The paradigm of heartbreak shifted in one fell swoop when Bon Iver turned towards the country. Suddenly, all manner of bearded troubadours were packing their bags and heading out to a shotgun shack, yet Justin Vernon probably spent four days sitting in a freezing log cabin before he learned how to make a fire. Hell, the poor boy only had a sophomoric approximation of the blues, something best cured with a good night out and a bacon buttie in the morning.
Nathaniel Rateliff, though, knows a thing or two about the wilds. The American songwriter looks as though he could wrestle a grizzly bear before breakfast, before using a rattlesnake to hold his trousers up. Yet he also knows a thing or two about true isolation – and it doesn’t come from hiding in the mountains.
Largely written on the road, ‘Falling Faster Than You Can Run’ contains 11 tracks, 11 meditations on people, relationships and the nature of being alone. Loosely pegged as Americana, Rateliff pulls on truly American influences in the widest sense using everything from bluegrass to jazz as a palette to draw from.
Sure, some of these tricks you’ll have heard before: ‘Don’t Get Too Close’ – as effective as it is – has a guttural use of dynamics, shifting from quiet to loud in a heartbeat. Yet this isn’t an album about invention, of progression for progression’s sake, but rather a study of character, of the means in which can songwriter can place themselves at the heart of their work.

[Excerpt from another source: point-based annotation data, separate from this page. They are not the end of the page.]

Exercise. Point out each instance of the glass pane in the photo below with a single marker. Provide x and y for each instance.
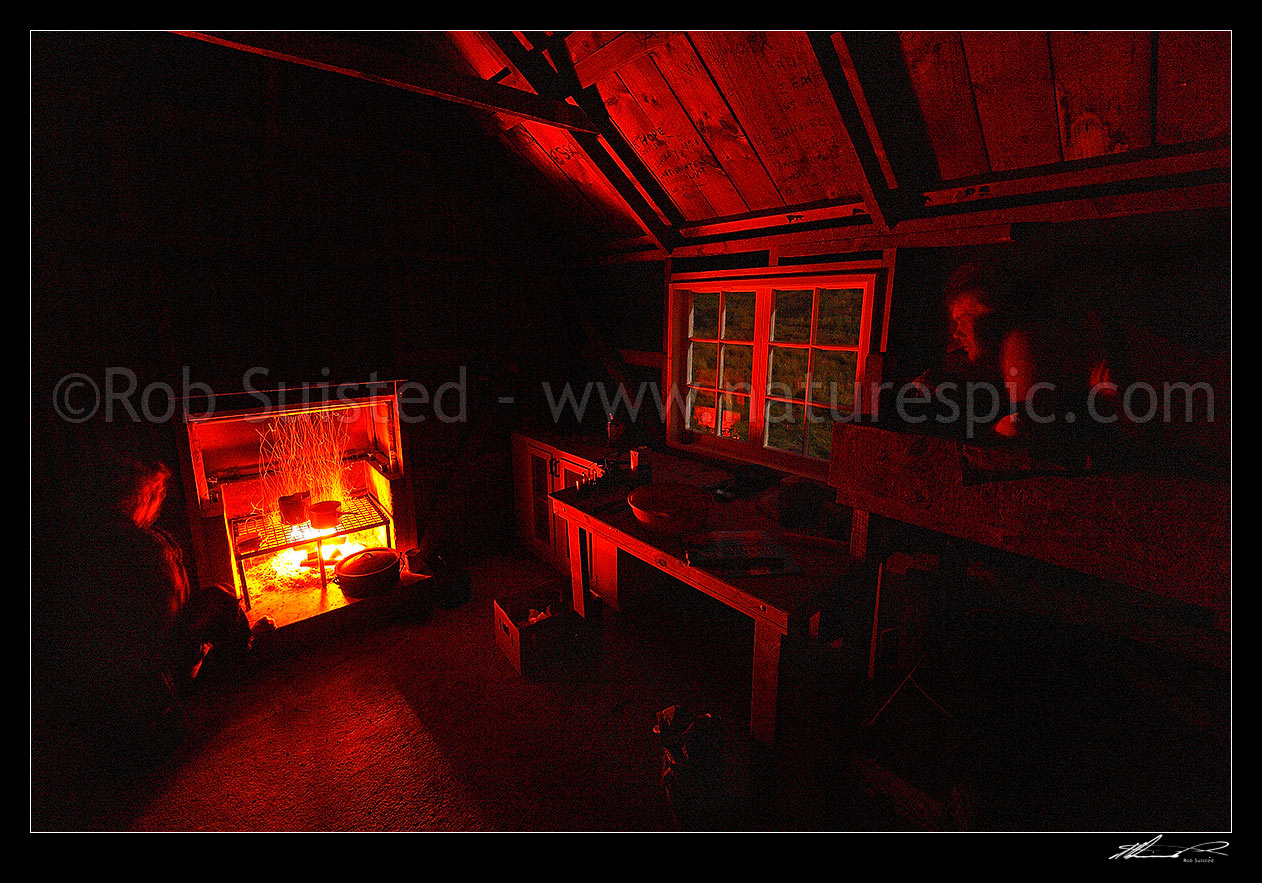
(839, 313)
(704, 317)
(784, 429)
(738, 315)
(832, 379)
(701, 411)
(819, 433)
(735, 413)
(703, 363)
(737, 367)
(786, 372)
(790, 317)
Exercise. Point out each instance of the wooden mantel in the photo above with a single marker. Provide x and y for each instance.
(1165, 534)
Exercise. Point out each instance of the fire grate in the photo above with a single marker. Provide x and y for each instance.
(264, 534)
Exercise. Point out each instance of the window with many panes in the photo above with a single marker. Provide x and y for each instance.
(770, 365)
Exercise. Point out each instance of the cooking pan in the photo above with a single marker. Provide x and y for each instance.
(367, 572)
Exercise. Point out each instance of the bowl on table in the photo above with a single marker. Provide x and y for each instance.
(670, 508)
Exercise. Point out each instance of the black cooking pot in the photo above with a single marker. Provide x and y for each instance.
(367, 573)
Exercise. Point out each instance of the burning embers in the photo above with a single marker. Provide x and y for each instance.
(294, 493)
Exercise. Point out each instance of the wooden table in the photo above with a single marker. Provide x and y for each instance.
(601, 525)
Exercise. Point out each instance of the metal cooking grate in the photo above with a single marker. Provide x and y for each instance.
(357, 514)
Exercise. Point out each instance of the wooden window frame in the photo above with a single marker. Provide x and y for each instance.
(762, 284)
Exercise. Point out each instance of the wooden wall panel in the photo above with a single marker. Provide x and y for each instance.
(944, 91)
(1016, 102)
(1103, 91)
(550, 150)
(653, 145)
(583, 43)
(780, 99)
(569, 158)
(524, 143)
(1194, 86)
(684, 154)
(699, 97)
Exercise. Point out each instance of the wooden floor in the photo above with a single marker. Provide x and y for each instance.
(404, 720)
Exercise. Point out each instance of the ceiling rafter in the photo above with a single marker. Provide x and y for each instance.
(603, 148)
(866, 152)
(351, 59)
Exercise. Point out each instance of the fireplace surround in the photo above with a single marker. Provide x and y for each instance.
(328, 444)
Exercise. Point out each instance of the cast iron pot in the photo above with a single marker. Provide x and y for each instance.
(327, 514)
(367, 573)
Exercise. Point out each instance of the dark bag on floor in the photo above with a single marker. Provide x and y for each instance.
(692, 766)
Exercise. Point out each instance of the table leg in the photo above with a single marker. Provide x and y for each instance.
(603, 565)
(766, 680)
(577, 567)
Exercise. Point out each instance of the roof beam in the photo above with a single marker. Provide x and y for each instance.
(617, 53)
(865, 154)
(598, 146)
(374, 66)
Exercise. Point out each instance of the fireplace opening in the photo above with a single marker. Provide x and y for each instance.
(279, 496)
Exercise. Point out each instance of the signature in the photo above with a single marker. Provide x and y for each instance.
(1151, 850)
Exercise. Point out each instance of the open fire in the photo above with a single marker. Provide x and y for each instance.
(244, 463)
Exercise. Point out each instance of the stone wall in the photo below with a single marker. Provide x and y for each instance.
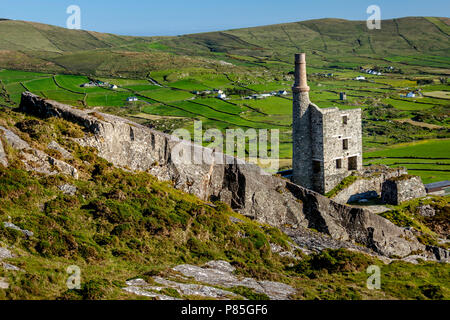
(245, 187)
(403, 188)
(335, 131)
(372, 179)
(318, 138)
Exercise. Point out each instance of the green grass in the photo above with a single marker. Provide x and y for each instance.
(167, 95)
(432, 151)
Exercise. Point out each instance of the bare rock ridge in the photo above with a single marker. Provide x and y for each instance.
(245, 187)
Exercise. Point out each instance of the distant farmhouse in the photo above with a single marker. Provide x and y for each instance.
(327, 148)
(327, 143)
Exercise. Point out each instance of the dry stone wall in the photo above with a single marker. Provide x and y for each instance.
(245, 187)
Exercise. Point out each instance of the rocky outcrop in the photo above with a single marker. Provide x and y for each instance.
(207, 278)
(53, 145)
(3, 157)
(403, 188)
(34, 159)
(245, 187)
(370, 184)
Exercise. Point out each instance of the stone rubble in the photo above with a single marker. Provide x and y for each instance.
(218, 277)
(13, 226)
(37, 160)
(68, 189)
(245, 187)
(55, 146)
(213, 273)
(7, 254)
(3, 157)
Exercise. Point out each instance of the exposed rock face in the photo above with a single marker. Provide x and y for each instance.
(403, 188)
(55, 146)
(220, 277)
(34, 159)
(426, 211)
(245, 187)
(68, 189)
(3, 157)
(213, 273)
(10, 225)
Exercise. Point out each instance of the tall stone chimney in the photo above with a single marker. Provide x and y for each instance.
(301, 82)
(301, 126)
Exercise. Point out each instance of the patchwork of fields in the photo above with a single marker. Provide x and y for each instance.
(169, 95)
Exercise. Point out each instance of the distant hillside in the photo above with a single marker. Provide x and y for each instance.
(331, 43)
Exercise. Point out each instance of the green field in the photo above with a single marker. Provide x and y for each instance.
(164, 72)
(429, 159)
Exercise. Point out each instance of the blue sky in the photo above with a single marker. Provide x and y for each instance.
(174, 17)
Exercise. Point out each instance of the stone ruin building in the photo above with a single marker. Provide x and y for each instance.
(327, 143)
(327, 147)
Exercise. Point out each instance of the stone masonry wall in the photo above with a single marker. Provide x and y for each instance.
(372, 180)
(403, 188)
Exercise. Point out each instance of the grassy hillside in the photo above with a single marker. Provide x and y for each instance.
(165, 72)
(332, 43)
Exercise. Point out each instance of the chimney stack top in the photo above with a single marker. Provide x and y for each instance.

‘Still Trying’ is anxious, gentle in its intensity, while ‘Nothing To Show For’ is desperation writ alongside near-Springsteen levels of bombast. ‘Right On’ is a gentle jazz shuffle, while ‘When Do You See’ is a simple country ballad with tinkling notes of piano in support.
Simple, unaffected songwriting with a direct emotional pull, ‘Falling Faster Than You Can Run’ is swarming with undercurrents, with nuances that only become more marked over time. Born from isolation, it’s an album that can’t fail to connect.